ワールドカップの舞台で生モドリッチを堪能
2012年に彼がレアル・マドリードに移籍すると、より多くのテレビで見る機会に恵まれました。
そして、2014年のブラジルワールドカップです。
日本代表が初戦を戦ったブラジル北東部のレシフェという街、そこから同じく北東部のナタウという街に僕が移動して数日。他の日本サポーターはコロンビア戦を見るためにはるか遠くアマゾンの方に移動するなか、僕は飛行機代がなく、1人ナタウに滞在していました。
そして、ナタウでイタリアvsウルグアイを観戦する予定日の前日。レシフェでメキシコvsクロアチアがやるという事実に、僕は思い立ってしまったのです。
レシフェとナタウは一度、高速バスで移動したから勝手がわかっている。ダッシュで帰ればギリギリ終バスに乗ってナタウの宿に戻れる。
もちろん、試合のチケットはない。でも、僕は気づいたら高速バスターミナルへ向かっていました。
いま思うと、とんでもない幸運でした。滞在している街からバスで数時間の距離は、ブラジルでは首都圏以外でまずないくらい近距離です。
そして本来、ワールドカップのチケットを、その場で定価で手に入れるなんて簡単なことではありません。しかし、この試合は真裏でブラジル代表が試合をしており、チケットがないのに訪れるブラジル人が少なく、またメキシコ人が多くのチケットを持て余していました。
モドリッチのユニフォームの上にジャージを着て、チェック柄を隠してチケットを定価で譲ってもらうと、アレーナペルナンブーコへ(余談ですが、ジュニーニョ・ペルナンブカーノの地元です)。
スタジアムは39000人のメキシコサポーターと、1000人にも満たないクロアチアサポーターという感じ。
夢にまで見た生モドリッチは豆粒のようでしたが、そのプレーは燦然と輝いていました。
チームとしては完全にメキシコが強く、さらに英雄・マルケスがゴールを決めて、メキシコはノリノリ。
メキシコ守備ブロックの前に、クロアチアの攻撃を司るラキティッチも、途中出場の若きコヴァチッチも突破口を見出せません。
しかし、モドリッチだけは違いました。グイグイとボールを運び、メキシコの中盤に割って入っては味方にパスをつけていくのです。
結局、試合はメキシコの勝利に終わったけれど、憧れの選手を真剣勝負の舞台で生で見られた唯一の思い出は、僕の中に今も残っています。

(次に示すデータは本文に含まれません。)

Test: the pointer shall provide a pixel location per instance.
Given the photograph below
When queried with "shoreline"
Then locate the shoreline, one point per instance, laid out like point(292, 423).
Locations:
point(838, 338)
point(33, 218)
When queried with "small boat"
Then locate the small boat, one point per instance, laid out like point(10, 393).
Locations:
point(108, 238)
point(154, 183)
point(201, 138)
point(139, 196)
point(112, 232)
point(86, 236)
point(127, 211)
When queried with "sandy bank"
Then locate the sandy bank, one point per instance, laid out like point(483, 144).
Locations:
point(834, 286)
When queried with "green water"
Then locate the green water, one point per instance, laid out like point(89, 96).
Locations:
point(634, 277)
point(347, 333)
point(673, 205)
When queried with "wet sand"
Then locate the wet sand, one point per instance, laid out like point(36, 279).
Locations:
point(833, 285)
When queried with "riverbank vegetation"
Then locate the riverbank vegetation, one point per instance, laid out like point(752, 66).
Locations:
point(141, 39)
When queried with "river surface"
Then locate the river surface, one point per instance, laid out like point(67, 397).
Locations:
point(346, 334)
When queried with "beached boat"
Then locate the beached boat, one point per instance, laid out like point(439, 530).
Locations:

それから4年後。監督交代などでチーム作りが遅れていたモドリッチ率いるクロアチアは、不屈の闘志でそれ補うような素晴らしいプレーでW杯決勝の舞台まで勝ち上がりますが、僕はチケットが手に入らず。
さらに4年後。クロアチアは再び日本の前に立ちはだかるも、僕は帰国済みのため、憧れの選手を敵としてスタジアムで見ることは叶わず。
だからこそ、2年後のW杯。もしくは、僕が奇跡的なくらいに芸人として成功して、ベルナベウで。願わくばもう一度、その姿を。間に合え。